Let $\gamma$ be the Euler-Mascheroni constant. Can there be natural numbers $a,b,c$ such that $\log a - \log b - \log \log \log c =\gamma$?

Question

Can there be integers satisfying $$\ \log a - \log b - \log \log \log c = \gamma \ \ \ ? $$

Answer 1

First let me say that I probably know far less about this topic than you. However, I would still like to post an observation I have about this problem.
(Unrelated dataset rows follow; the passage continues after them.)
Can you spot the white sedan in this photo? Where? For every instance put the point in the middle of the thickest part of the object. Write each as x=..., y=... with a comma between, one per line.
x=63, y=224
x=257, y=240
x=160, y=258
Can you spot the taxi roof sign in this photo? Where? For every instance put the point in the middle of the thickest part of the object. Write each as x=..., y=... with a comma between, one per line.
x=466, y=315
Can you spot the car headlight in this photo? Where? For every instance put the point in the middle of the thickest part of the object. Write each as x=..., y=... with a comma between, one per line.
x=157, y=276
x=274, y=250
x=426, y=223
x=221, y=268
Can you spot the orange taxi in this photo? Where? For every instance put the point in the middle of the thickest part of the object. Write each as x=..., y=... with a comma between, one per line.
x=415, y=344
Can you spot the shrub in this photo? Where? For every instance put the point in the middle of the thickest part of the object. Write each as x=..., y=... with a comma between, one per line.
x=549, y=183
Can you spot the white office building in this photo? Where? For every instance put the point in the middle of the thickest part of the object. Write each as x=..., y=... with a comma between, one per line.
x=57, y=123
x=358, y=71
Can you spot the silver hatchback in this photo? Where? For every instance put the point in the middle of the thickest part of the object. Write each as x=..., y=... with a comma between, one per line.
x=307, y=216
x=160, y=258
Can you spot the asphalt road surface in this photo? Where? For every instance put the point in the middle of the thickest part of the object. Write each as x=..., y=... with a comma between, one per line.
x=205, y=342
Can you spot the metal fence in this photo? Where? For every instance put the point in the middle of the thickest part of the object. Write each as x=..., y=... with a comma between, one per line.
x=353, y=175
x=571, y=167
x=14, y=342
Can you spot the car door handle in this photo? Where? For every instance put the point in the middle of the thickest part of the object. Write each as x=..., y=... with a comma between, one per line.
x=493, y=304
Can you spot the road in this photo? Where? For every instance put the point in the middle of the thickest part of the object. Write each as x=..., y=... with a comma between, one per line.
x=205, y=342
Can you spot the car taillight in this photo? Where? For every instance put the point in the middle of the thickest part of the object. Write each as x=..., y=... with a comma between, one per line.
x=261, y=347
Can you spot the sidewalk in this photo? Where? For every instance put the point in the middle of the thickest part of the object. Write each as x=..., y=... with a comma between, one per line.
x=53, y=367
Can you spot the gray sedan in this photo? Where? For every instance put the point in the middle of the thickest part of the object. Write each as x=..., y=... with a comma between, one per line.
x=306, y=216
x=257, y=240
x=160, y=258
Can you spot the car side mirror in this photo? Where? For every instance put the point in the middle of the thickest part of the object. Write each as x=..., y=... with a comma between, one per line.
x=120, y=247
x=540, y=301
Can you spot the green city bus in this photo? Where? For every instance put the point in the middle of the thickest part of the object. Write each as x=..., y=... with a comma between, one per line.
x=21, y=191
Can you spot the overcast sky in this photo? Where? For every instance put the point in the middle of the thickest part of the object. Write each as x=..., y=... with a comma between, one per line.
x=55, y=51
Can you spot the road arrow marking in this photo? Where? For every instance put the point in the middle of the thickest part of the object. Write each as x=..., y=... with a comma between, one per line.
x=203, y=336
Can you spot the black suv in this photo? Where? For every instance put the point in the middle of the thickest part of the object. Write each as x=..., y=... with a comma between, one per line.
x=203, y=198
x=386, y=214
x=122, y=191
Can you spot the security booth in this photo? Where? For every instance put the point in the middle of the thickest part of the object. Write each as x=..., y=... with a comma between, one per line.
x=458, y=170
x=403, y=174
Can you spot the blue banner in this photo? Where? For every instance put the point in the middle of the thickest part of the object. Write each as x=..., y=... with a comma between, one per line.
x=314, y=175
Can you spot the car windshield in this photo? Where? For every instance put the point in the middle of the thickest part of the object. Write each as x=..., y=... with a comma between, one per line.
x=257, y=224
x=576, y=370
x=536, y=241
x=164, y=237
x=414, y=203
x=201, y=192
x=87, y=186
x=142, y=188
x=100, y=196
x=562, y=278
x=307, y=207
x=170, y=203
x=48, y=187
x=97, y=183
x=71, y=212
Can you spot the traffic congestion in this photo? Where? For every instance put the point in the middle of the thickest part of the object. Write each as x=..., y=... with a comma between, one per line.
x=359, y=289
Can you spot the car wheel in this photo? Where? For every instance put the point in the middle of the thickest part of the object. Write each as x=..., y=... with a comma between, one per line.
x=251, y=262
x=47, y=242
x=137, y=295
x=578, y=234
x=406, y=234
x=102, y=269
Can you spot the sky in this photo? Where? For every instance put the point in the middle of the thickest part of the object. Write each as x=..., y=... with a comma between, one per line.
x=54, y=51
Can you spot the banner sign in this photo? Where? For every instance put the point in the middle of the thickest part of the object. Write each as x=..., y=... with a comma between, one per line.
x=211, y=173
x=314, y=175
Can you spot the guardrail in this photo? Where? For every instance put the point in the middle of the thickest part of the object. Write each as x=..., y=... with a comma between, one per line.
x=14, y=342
Let's use $$\log a - \log b - \log \log \log c =\log\left(\frac{a}{b \log \log c}\right)$$ Now let's suppose there are natural numbers $a,b,c$ where $$\log\left(\frac{a}{b \log \log c}\right) = \gamma = \lim_{n \to \infty} \left(\sum_{k=1}^n\frac{1}{k}-\log(n) \right) \\ \implies \frac{a}{b \log \log c} = \exp \left[ \lim_{n \to \infty} \left(\sum_{k=1}^n\frac{1}{k}-\log(n) \right)\right] \\ = \lim_{n \to \infty}\left[ \frac{1}{n}\prod_{k=1}^n e^{1/k}\right]$$ Now by manipulating the equality a bit we get $$\log \log c = \frac{a}{b} \lim_{n \to \infty}\left(\frac{1}{ \frac{1}{n}\prod_{k=1}^n e^{1/k}} \right) \\ = \frac{a}{b} \lim_{n \to \infty} \left(n\prod_{k=1}^n e^{-1/k}\right)$$

Next, I believe that $\log \log c$ is irrational for all $c \in \Bbb{N} - \{0,1 \}$. For if $\log \log c$ were rational, then there would be nonzero integers $x,y$ such that $$\log \log c = \frac{x}{y} \implies e^{e^{x/y}} \space \text{is a natural number.}$$ I think this can be established as impossible by playing around with the Lindemann-Weierstrass Theorem. http://en.wikipedia.org/wiki/Lindemann%E2%80%93Weierstrass_theorem

If I am right that $\log \log c$ is always irrational, then by the equality obtained above, we deduce that $\lim_{n \to \infty} \left(n\prod_{k=1}^n e^{-1/k}\right)$ has to be irrational. However, that is unknown because we don't know if $\gamma$ is irrational or not. If it turns out that $\lim_{n \to \infty} \left(n\prod_{k=1}^n e^{-1/k}\right)$ is rational, then $\frac{a}{b} \lim_{n \to \infty} \left(n\prod_{k=1}^n e^{-1/k}\right)$ is rational, so we'd have a contradiction, meaning no natural numbers $a,b,c$ satisfy the equality. If $\lim_{n \to \infty} \left(n\prod_{k=1}^n e^{-1/k}\right)$ is irrational, the jury is still out. I realize I didn't prove anything in this post, but hopefully something in here can help you narrow down your options.